Running Ollama on the Raspberry Pi

In this tutorial, we will show you how to run Ollama on your Raspberry Pi.

Raspberry Pi Ollama

Ollama is a project that makes running large language models (LLM) locally on your device relatively easy.

Unlike using a tool like ChatGPT, all of the requests Ollama handles are processed locally on your Raspberry Pi using your chosen model.

Ollama itself isn’t a large language model. It is a tool that allows you to run various open-source AI models quickly. This tool handles downloading and then running a supported large language model. Ollama even has an API that you can interact with from other applications.

Visit the software’s official website to find a list of the language models it supports. Just be aware that the larger a model is, the more intensive it will be on the Raspberry Pi. For example, the TinyLlama AI model will run significantly better than the heavy Llama3.

Additionally, you will get a significantly better experience using a Raspberry Pi 5 with 8GB of memory. Processing language models quickly chew up the processing power and memory of the Pi.

Equipment

Below is a list of equipment we used when installing and running Ollama on our Raspberry Pi.

Recommended

Optional

We last tested this tutorial on a Raspberry Pi 5 running the latest version of Raspberry Pi OS Bookworm.

Installing Ollama on your Raspberry Pi

This section will show you the super simple steps to install Ollama on your Raspberry Pi. This process is made simple thanks to Ollama’s script, which handles almost all of the work for us.

Preparing your System for Ollama

1. Before we install Ollama, you must ensure your Raspberry Pi’s operating system is up to date.

You can update your packages to the latest version by running the command below.

sudo apt update
sudo apt upgrade

2. For our next step, we need to ensure that the curl package is installed. Typically, this comes bundled with Raspberry Pi, but it doesn’t hurt to verify it is installed.

You can ensure curl is installed on your Pi by running the command below.

sudo apt install curl

Running the Ollama Installer on your Raspberry Pi

3. With our Raspberry Pi ready, we can move on to running the Ollama installer.

Installing Ollama on your Pi is as simple as running the following command within the terminal.  This command will download the “install.sh” script from Ollama and pass it directly to bash.
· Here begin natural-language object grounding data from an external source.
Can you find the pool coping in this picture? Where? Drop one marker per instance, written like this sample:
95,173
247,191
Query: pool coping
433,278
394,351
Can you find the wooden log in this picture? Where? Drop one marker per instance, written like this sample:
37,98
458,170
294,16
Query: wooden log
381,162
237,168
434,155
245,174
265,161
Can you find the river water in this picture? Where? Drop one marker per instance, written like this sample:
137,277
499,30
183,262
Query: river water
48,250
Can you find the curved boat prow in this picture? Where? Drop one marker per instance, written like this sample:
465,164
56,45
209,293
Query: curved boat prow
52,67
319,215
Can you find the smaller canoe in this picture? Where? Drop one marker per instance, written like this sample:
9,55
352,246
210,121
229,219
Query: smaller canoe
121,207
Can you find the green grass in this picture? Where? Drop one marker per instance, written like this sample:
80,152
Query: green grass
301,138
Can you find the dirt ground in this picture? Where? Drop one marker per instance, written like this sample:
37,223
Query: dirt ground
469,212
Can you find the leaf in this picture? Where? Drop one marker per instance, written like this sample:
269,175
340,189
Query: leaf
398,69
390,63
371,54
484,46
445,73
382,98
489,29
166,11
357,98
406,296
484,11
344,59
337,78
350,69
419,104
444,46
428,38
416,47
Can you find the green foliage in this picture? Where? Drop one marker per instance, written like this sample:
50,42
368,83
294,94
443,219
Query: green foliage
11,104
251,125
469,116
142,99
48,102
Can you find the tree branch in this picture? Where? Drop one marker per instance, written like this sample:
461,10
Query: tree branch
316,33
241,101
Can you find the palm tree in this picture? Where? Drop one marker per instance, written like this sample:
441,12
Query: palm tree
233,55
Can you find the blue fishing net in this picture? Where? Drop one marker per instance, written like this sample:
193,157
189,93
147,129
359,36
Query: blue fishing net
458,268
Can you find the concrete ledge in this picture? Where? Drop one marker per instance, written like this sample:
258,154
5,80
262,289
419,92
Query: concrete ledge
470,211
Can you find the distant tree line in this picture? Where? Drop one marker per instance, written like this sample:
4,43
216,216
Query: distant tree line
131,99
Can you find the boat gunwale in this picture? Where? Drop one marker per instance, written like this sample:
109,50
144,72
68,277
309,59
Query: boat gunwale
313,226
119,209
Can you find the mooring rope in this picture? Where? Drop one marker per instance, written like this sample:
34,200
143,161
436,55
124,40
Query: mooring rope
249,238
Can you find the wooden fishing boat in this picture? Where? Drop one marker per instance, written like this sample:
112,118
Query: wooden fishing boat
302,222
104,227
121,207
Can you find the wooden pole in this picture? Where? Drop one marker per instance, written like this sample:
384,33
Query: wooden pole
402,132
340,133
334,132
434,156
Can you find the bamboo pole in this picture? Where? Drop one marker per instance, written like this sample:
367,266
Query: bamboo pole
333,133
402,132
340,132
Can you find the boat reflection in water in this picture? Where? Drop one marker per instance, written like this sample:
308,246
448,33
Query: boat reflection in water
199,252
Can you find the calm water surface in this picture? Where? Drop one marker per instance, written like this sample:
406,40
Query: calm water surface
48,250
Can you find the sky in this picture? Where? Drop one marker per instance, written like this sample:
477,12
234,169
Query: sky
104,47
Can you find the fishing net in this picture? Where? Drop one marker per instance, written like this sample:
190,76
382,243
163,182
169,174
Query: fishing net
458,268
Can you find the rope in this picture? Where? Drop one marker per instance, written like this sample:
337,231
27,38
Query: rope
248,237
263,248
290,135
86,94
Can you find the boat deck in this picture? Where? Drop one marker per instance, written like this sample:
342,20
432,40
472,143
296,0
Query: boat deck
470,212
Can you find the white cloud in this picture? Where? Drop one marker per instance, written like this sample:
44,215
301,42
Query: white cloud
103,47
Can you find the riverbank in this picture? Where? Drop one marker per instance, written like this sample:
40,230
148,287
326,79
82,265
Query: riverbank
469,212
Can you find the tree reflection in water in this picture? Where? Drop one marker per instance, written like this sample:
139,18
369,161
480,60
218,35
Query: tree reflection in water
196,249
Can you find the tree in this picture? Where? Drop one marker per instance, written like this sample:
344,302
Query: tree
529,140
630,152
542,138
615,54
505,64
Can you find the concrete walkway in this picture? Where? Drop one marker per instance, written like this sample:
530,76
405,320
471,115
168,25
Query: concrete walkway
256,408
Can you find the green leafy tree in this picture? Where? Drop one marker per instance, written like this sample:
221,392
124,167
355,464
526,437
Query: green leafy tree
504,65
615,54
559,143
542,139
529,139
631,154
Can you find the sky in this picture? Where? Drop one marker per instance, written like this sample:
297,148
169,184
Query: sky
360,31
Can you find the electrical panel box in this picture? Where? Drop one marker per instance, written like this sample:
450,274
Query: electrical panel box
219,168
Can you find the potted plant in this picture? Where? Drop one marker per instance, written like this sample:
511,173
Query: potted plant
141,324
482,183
curl -fsSL https://ollama.com/install.sh | sh

Running scripts like this is typically considered bad practice without first verifying the contents of the script. You can view the code in this script by going directly to it in your favorite web browser

4. Using the command below, we can verify that we just successfully installed Ollama on our Raspberry Pi.

This command gets Ollama to output its version to the terminal.

ollama --version

Below you can see that we have the software installed and are currently running version 0.1.32.

ollama version is 0.1.32

How to use Ollama on your Raspberry Pi

In this section, we will be showing you how you can use Ollama on your Raspberry Pi to run some of the various language models that it supports.

In particular, we will be testing the Phi3, TinyLlama and Llama3 models on our Raspberry Pi. The first two of these are meant to be lightweight models, the last one however is not.

Just remember that you shouldn’t expect too much out of your Pi. It isn’t really designed to run AI models, let alone super large ones. If you want something that is actually usable, try to stick with some of the lighter-weight models.

Using the Phi3 LLM on your Pi

Phi3 is an LLM developed by Microsoft to be super lightweight while retaining some of the quality results you expect from significantly larger models.

Being lightweight makes Phi3 a great large language model to run on your Raspberry Pi. It should be able to perform at a usable speed. Don’t expect super-fast responses, but the Pi 5 is capable of running this model.

1. To get Ollama to download and start the Phi3 LLM on your Raspberry Pi, you only need to use the following command.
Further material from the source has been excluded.